Multimediales Verweissystem

Lehmann war ein ausserordentlich produktiver und vielseitiger Autor. Seine Publikationen umfassen Fachbücher und Aufsätze in Fachorganen, aber auch populärwissenschaftliche Bücher und Broschüren sowie Aufsätze in populärwissenschaftlichen Zeitschriften. Die meisten seiner Schriften waren (zum Teil aufwändig) illustriert, wobei sich die Art der Illustrationen nach der Art der Publikation richtete. Eine 1907 erschienene populäre Abhandlung stellte die flüssigen Kristalle in Form eines Gesprächs zwischen einem Chemiker, einem Kristallographen und Lehmann selbst vor. [24] Gleich zu Beginn des Buches fand sich ein vergrösserter Ausschnitt aus einem der Kader des Films (Abb. 1).
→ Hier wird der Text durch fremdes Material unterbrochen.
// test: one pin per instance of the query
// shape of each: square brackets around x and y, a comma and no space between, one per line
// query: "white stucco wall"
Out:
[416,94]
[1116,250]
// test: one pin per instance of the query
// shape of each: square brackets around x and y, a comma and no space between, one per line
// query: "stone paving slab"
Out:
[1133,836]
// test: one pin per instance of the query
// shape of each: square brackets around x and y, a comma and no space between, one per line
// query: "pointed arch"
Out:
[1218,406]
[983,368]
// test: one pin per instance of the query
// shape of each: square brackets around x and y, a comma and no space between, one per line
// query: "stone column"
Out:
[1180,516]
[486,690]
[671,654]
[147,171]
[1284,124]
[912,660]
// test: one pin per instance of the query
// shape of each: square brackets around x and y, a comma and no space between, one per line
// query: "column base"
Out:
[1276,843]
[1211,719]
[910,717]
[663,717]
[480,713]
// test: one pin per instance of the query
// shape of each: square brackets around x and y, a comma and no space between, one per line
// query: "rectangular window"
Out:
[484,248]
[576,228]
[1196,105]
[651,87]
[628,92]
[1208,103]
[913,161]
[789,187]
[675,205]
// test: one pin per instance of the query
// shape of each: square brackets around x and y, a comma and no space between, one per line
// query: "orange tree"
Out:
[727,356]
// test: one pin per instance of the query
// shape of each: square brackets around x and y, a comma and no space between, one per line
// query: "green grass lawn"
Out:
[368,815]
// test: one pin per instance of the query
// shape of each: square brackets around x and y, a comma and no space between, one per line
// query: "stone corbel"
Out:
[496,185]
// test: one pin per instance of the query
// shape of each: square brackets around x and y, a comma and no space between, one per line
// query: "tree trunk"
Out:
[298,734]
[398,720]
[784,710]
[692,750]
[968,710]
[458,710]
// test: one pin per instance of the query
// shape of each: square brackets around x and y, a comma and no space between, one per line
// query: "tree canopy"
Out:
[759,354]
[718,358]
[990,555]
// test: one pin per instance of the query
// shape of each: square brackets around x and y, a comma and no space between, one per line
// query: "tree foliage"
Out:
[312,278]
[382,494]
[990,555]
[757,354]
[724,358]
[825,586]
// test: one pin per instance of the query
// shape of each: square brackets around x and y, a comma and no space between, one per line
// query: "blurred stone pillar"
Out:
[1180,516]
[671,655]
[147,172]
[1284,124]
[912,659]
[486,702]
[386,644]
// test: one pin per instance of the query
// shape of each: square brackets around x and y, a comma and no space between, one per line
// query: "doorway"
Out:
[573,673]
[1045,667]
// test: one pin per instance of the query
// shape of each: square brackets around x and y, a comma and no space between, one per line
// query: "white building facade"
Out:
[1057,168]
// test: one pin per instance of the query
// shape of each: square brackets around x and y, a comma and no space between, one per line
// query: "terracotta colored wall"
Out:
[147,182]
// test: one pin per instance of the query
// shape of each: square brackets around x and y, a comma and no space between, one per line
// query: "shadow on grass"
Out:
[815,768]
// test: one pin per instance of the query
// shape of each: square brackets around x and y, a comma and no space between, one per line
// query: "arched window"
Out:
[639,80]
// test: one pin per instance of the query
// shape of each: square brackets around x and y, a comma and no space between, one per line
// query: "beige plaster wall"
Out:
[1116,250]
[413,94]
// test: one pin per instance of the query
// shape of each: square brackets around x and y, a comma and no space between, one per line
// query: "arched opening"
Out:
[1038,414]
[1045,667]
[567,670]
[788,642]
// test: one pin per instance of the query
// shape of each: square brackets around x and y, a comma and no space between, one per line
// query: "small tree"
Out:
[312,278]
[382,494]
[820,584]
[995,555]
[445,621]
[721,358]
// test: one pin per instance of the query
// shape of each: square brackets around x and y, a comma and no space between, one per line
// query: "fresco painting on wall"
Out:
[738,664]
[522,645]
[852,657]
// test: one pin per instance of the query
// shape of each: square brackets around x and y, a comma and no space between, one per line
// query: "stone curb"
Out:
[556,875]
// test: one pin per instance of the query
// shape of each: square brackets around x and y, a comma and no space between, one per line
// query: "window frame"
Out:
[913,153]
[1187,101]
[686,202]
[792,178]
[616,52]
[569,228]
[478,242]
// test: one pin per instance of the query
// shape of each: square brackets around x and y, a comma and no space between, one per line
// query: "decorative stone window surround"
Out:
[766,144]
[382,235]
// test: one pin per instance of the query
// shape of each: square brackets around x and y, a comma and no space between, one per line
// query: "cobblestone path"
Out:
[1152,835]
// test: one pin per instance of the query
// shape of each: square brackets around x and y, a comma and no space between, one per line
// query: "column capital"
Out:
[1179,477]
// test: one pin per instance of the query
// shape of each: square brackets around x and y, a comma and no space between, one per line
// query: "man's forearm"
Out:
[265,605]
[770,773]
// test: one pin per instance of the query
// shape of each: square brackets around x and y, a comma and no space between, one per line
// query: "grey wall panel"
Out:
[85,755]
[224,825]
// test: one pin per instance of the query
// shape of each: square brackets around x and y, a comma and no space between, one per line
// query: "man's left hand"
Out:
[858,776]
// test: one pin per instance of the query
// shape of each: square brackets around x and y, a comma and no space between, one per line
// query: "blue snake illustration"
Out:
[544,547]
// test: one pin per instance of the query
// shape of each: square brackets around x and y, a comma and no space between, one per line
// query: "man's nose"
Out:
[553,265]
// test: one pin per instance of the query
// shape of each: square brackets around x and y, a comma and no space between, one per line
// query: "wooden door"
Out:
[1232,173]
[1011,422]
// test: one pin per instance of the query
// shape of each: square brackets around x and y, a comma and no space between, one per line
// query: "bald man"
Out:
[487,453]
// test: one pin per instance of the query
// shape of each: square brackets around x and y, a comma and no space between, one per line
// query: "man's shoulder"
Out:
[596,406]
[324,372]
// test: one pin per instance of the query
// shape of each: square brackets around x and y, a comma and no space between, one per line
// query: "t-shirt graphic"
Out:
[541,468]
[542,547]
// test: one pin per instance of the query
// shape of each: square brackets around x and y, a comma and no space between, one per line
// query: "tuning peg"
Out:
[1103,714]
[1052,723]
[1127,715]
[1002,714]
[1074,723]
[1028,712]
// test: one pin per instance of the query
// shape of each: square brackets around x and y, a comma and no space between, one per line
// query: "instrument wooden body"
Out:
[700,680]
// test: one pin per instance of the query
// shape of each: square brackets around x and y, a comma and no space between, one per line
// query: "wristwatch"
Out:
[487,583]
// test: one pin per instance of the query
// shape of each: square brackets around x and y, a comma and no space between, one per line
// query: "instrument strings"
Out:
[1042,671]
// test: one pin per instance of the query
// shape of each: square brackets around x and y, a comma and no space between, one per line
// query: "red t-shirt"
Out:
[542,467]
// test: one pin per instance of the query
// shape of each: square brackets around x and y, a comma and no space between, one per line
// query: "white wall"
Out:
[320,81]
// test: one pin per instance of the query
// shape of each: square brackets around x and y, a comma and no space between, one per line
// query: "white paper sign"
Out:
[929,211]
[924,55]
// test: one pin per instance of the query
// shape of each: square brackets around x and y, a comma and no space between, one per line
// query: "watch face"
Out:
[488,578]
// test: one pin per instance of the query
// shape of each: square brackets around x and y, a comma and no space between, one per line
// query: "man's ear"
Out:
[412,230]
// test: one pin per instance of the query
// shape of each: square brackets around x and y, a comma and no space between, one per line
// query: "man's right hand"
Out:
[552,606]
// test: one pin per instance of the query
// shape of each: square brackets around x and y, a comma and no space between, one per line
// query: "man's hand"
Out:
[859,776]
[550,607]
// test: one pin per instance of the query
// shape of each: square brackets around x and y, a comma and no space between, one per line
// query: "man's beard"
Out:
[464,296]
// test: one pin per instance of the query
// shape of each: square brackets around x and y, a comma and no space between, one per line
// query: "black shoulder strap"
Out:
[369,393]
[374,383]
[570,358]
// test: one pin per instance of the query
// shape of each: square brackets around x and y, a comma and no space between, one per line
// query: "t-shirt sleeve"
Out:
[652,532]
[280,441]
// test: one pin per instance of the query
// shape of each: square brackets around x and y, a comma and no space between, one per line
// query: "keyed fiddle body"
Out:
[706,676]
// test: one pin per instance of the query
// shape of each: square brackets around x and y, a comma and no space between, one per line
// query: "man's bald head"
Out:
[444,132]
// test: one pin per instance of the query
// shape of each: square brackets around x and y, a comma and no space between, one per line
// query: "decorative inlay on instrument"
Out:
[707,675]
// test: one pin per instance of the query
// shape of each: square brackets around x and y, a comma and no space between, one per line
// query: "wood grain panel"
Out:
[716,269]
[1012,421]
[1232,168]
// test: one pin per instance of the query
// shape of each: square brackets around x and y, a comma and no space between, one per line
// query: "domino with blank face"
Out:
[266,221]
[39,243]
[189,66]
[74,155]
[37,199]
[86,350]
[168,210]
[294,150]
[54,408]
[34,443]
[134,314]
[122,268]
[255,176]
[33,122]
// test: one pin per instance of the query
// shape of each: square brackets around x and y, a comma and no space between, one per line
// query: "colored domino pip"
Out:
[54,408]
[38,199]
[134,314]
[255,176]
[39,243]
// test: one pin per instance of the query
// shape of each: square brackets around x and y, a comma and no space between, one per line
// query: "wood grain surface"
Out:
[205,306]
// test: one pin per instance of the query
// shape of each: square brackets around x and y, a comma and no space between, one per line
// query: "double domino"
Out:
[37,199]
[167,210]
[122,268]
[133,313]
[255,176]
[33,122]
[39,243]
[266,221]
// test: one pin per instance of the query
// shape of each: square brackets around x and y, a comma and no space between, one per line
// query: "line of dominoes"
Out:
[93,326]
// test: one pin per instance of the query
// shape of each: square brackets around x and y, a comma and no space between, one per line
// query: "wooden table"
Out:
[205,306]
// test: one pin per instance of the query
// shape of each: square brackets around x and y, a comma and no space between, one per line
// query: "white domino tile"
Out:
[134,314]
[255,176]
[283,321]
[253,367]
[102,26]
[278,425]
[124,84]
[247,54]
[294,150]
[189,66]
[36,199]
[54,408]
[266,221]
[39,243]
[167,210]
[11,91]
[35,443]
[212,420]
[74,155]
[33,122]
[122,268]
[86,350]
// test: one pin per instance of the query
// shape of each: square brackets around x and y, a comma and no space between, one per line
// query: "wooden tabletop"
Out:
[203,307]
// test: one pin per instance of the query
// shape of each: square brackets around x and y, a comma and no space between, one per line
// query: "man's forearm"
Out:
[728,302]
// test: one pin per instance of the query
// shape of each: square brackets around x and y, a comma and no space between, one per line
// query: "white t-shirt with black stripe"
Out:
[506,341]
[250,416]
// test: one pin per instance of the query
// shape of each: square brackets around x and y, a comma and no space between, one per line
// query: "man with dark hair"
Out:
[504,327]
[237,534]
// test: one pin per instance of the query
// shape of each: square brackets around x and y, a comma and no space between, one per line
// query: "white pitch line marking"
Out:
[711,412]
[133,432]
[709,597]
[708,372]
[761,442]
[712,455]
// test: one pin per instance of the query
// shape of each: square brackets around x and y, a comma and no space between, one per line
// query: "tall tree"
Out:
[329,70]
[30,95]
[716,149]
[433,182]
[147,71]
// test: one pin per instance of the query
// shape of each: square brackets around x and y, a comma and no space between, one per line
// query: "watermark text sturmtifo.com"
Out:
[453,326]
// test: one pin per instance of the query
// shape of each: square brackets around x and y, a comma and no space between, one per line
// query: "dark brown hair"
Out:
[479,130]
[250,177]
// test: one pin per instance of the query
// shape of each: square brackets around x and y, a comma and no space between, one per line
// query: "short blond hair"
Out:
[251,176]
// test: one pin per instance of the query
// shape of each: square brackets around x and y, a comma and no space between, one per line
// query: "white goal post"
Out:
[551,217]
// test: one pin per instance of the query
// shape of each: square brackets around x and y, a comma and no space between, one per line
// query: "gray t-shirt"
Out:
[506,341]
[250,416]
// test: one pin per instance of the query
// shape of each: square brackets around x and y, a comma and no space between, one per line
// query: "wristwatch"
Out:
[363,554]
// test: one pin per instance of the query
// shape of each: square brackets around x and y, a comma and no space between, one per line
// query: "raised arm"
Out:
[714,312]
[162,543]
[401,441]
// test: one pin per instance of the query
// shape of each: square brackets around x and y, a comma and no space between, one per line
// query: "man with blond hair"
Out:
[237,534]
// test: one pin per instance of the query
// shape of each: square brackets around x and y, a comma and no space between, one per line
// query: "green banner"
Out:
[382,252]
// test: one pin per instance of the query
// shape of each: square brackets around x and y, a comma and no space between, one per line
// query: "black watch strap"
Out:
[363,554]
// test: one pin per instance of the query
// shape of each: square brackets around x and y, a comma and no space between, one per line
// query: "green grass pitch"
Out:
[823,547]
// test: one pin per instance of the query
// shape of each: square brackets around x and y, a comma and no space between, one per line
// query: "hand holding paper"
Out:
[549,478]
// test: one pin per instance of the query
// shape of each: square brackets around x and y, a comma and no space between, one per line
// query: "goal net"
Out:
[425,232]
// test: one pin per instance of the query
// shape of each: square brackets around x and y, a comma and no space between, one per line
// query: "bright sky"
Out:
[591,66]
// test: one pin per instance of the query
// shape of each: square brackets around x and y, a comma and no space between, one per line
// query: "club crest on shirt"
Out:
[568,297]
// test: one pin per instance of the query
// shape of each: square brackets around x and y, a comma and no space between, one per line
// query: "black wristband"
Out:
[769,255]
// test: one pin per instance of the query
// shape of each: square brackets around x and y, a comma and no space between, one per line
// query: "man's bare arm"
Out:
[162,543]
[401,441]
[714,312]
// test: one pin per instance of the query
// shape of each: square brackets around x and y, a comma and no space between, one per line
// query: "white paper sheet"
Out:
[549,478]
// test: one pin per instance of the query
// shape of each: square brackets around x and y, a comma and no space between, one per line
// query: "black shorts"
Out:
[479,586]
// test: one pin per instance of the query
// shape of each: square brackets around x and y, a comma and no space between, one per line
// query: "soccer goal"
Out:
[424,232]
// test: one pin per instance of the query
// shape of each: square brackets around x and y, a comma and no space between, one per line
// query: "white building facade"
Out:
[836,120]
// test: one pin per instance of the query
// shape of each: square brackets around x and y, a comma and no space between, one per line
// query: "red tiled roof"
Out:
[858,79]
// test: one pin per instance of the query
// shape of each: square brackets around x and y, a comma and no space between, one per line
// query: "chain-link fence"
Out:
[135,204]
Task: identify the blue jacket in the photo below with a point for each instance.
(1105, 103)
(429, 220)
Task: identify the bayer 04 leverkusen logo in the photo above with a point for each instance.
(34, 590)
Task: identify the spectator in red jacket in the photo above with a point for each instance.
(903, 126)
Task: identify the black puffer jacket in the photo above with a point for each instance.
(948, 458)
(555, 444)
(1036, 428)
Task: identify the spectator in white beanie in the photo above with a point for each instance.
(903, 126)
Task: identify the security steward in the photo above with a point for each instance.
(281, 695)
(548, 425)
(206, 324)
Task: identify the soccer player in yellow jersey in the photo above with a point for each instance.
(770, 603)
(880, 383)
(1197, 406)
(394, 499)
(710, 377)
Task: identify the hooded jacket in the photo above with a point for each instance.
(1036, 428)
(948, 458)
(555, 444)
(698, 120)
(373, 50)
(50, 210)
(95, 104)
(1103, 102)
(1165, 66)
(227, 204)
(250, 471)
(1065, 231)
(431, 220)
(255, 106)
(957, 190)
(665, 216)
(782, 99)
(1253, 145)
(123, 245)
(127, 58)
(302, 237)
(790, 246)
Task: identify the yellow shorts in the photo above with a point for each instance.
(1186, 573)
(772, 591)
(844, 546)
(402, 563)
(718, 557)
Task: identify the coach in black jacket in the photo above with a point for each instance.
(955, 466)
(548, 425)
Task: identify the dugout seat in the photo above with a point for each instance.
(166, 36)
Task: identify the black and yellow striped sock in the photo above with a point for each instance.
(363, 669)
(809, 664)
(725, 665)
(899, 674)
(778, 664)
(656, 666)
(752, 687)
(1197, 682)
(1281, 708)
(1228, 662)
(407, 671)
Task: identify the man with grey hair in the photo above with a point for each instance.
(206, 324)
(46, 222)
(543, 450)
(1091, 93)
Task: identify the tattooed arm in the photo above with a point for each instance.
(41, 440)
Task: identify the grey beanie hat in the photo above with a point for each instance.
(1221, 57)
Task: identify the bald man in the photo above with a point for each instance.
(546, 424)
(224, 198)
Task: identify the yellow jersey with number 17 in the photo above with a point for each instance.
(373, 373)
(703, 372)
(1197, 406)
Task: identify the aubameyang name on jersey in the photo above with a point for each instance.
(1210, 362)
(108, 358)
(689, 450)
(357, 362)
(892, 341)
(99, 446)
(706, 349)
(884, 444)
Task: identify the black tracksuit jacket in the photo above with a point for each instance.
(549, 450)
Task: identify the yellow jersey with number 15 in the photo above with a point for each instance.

Auf diese Abbildung wurde bei folgender Textstelle verwiesen: «Ich sehe eine unendliche Mannigfaltigkeit von Formen, Bakterien und Würmern, einfache und doppelte Kugeln, Rosetten und Schlangen, alles in tollem Durcheinander sich bewegend dann wieder plötzlich zusammenzuckend wie Infusorien in einem Wassertropfen! (Fig. 1 a b c [...].)» [25] Hier bewirkte die sprachliche Beschreibung die Lebhaftigkeit, die bei der Betrachtung des Films durch die Projektion selbst vermittelt worden wäre. Die Sprache gab vor, wie das Bild zu lesen sei: nämlich als Momentaufnahme eines in Bewegung und Veränderung befindlichen Prozesses. Gleichzeitig macht der Rest des Textes klar, dass es sich hierbei um Phänomene handelt, die rein physikalisch erklärbar sind und deren Ähnlichkeit mit biologischen Erscheinungen keineswegs bedeutet, dass sie selbst als Lebewesen aufgefasst werden müssen. [26]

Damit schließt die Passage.